Karthik Pandian is a multi-media artist who is known for his video installations that play with sculptures made from the Earth.
Pandian’s work seeks to tie past and present together, analyzing the connections between now and then through video. Unlike most video artists, he takes his work and makes it truly experiential and tied into a spatial and physical narrative, often building objects that will be projected on or used to enhance the video. In Darkroom, he transformed the entire space of Richard Telles Fine Art on Beverly into a projection space, a bit of a playground of video and wooden structures built to present and obscure videos. The center piece was New Moon (After Anger, Hope)–seen below–which sees a looping digital video of the moon rising and falling and what appears to be a geyser, projected onto “sandblasted glass buried in one thousand pounds of sand in construction superbag.”

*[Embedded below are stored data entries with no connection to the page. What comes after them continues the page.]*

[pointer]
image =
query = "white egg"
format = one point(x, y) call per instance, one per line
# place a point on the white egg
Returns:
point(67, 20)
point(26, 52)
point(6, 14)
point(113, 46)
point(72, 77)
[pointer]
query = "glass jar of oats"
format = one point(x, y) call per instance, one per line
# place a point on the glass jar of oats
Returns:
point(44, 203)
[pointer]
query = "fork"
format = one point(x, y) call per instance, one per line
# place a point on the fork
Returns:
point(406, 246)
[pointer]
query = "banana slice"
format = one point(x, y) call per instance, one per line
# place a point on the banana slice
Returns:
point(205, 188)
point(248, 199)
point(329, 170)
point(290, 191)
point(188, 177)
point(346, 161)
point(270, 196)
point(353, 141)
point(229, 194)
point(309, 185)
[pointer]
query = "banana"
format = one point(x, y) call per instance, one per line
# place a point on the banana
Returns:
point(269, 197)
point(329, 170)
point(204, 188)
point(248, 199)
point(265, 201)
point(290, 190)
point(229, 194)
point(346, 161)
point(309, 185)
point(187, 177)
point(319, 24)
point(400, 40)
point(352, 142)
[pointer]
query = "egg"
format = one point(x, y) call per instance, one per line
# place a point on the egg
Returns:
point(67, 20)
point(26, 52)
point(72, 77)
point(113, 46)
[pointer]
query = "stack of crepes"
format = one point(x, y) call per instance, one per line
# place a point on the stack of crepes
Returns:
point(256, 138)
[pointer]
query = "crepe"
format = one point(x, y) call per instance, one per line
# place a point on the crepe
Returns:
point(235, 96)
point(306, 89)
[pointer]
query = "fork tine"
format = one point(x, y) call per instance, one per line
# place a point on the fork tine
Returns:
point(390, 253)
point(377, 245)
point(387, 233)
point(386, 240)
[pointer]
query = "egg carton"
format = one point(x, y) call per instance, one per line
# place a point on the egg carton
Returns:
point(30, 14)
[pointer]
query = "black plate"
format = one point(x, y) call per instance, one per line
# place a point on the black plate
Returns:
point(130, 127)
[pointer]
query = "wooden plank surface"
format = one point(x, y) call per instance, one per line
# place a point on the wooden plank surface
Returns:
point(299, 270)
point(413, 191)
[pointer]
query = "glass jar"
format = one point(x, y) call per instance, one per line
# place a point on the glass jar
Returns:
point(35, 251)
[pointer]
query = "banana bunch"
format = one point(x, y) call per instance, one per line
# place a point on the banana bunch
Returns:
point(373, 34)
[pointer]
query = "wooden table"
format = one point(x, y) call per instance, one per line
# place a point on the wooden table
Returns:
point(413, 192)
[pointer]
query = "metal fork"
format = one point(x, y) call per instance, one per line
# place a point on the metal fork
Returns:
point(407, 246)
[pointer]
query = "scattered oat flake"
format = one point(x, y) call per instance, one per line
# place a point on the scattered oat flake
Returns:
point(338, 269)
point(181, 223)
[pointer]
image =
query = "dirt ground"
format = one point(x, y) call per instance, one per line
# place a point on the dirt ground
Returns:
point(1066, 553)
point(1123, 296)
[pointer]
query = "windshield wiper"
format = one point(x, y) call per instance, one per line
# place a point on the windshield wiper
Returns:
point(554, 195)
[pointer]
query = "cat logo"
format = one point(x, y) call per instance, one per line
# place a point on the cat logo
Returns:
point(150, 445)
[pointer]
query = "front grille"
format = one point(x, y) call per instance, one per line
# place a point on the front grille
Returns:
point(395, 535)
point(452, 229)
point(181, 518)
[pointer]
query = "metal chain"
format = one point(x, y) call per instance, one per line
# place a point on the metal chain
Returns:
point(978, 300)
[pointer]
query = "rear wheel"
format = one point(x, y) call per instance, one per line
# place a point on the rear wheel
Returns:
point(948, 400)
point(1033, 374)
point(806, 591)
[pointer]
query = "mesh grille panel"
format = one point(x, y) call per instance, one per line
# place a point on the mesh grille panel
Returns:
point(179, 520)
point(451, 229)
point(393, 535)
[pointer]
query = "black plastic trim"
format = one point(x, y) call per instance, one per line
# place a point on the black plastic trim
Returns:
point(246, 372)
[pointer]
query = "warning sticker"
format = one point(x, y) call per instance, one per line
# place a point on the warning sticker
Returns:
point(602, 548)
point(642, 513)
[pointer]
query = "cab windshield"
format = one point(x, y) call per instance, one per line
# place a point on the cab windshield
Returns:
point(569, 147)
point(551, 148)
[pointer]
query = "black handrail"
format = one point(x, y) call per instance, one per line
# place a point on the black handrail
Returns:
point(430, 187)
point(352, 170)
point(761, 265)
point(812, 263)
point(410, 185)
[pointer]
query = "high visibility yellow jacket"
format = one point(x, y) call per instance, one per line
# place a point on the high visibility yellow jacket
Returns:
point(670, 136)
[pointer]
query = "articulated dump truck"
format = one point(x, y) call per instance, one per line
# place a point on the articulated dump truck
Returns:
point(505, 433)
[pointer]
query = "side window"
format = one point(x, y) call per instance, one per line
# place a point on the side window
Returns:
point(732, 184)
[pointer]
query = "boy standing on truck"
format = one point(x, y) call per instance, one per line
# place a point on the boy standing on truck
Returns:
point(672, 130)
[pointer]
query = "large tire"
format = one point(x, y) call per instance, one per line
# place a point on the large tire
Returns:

His 2011 piece Unearth seems to have become his masterpiece though, even getting shown at the Whitney last year. The piece features video projected onto a series of glass and earth columns, the columns composed of earth compacted into a form, seashells and twine and man-made objects thrown into the mixture. The piece, like New Moon, tie the past and present, “constructions to examine the relationship between ancient and modern cultures and the ways in which contemporary societies understand and treat the monuments of the past.” Unearth is the result of Pandian researching Cahokia, a Native American city outside of St. Louis that features ceremonial mounds that he references in his columns and video.
Pandian’s work is pretty cool and is super raw and innovative and now and old: it’s a combination of so many things, a way to present video that is so exciting. A lot of artists sharing their work at Made In L.A. in video form are just showing a video: Pandian’s videos are embedded in a history and presentational style that is very non-traditional. We’re sure he’ll be bringing something totally new and exciting, perhaps relating Los Angeles geography and history through video. We can hope!